Command Line Interface

halcyon [OPTIONS] FILE

Options:
  --lex                 Run lexical analysis only
  --parse               Run parsing only
  --codegen             Run through code generation
  --tacky               Run through TACKY generation
  -S                    Stop after assembly generation
  -h,--help             Show help text

Build and Run

# Build the project
cabal build

# Run the compiler
cabal run halcyon -- [OPTIONS] input.c

# Example: Compile a file
cabal run halcyon -- input.c

# Example: Run only the lexer
cabal run halcyon -- --lex input.c

Testing

Halcyon uses Hspec and Tasty for its test suite.

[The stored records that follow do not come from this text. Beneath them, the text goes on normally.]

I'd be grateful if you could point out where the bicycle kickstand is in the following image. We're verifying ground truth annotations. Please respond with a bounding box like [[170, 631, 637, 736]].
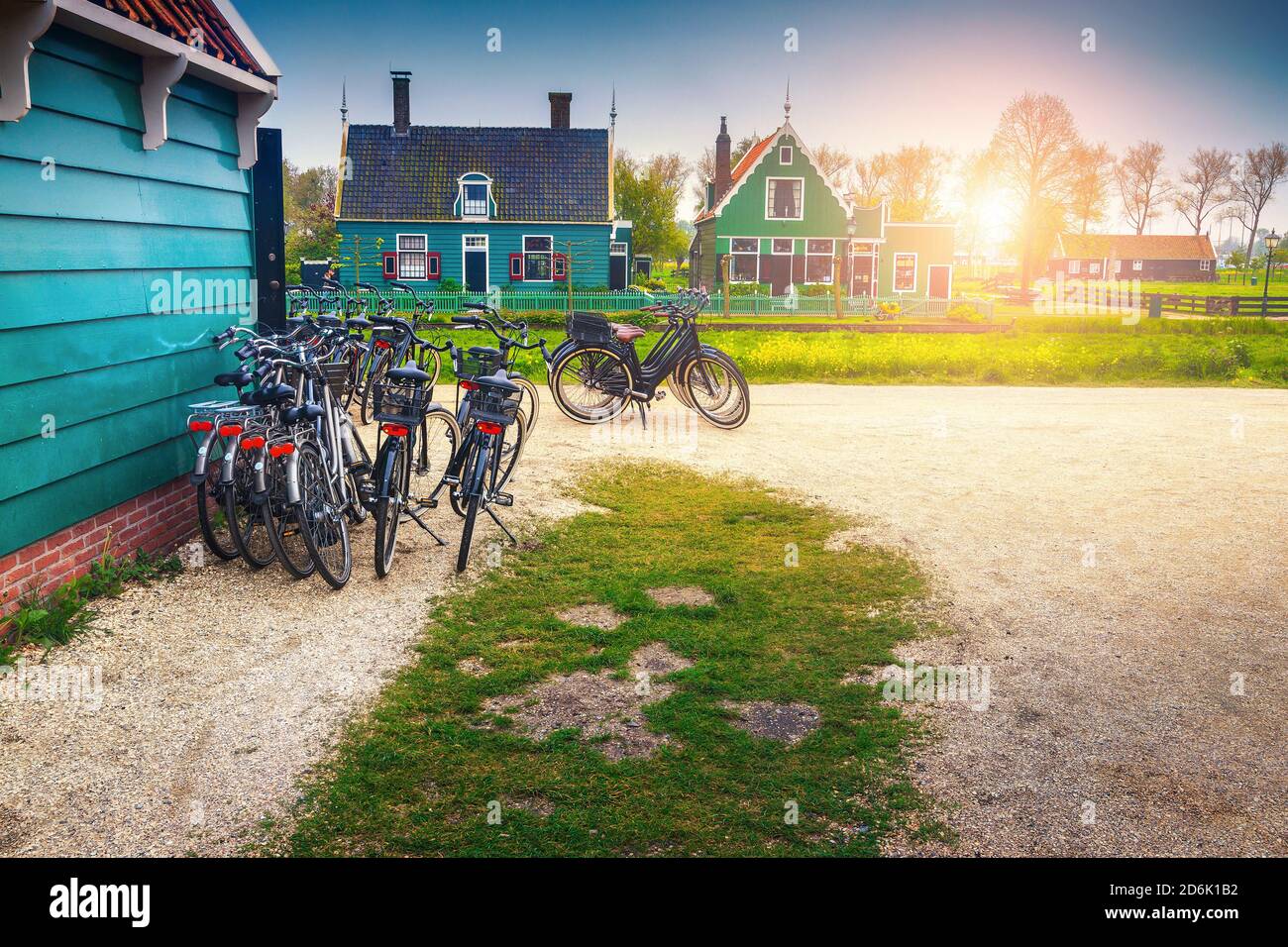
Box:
[[483, 504, 519, 545], [403, 506, 447, 546]]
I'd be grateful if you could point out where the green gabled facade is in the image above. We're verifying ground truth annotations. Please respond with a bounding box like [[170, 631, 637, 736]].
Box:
[[690, 119, 953, 297]]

The tests cover all stages of compilation:

# Run all tests
cabal test

# Run tests with output
cabal test --test-show-details=direct

# Run a specific test module
cabal test --test-pattern "Lexer"

The test suite includes:

  • Unit tests for each compiler stage
  • Integration tests for the full pipeline
  • Helper utilities for building test cases

Tests are organized by compiler stage in test/Test/:

  • Lexer.hs: Token generation
  • Parser.hs: AST construction
  • Tacky.hs: TACKY IR generation
  • Assembly.hs: Assembly generation
  • Pipeline.hs: Full compilation pipeline
  • Common.hs: Shared test utilities

External Dependencies

Halcyon relies on the following system tools:

  • GCC: For preprocessing C source files (gcc -E)
  • Assembler: For converting assembly to object files
  • Linker: For producing final executables

Make sure these tools are installed and available in your system path.

Error Handling

The compiler provides detailed error reporting for:

  • Lexical errors (invalid characters, malformed numbers)
  • Syntax errors (invalid program structure)
  • Semantic errors (coming soon)
  • System errors (file I/O, external tool failures)

Future Plans

The Basics

  • A minimal compiler
  • Unary operators
  • Binary operators
  • Logical and relational operators
  • Local variables
  • if statements and conditional expressions
  • Compound statements
  • Loops
  • Functions
  • File scope variable declarations and storage-class specifiers

Types Beyond Int

  • Long integers
  • Unsigned integers
  • Floating-point numbers
  • Pointers
  • Arrays and pointer arithmetic
  • Characters and strings
  • Supporting dynamic memory
  • Structures

Optimizations

  • Optimizing TACKY programs
  • Register Allocations

Contributing

This is a personal learning project following the book "Writing a C Compiler" by Nora Sandler. While it's not currently open for contributions, feel free to use it as a reference for your own compiler projects.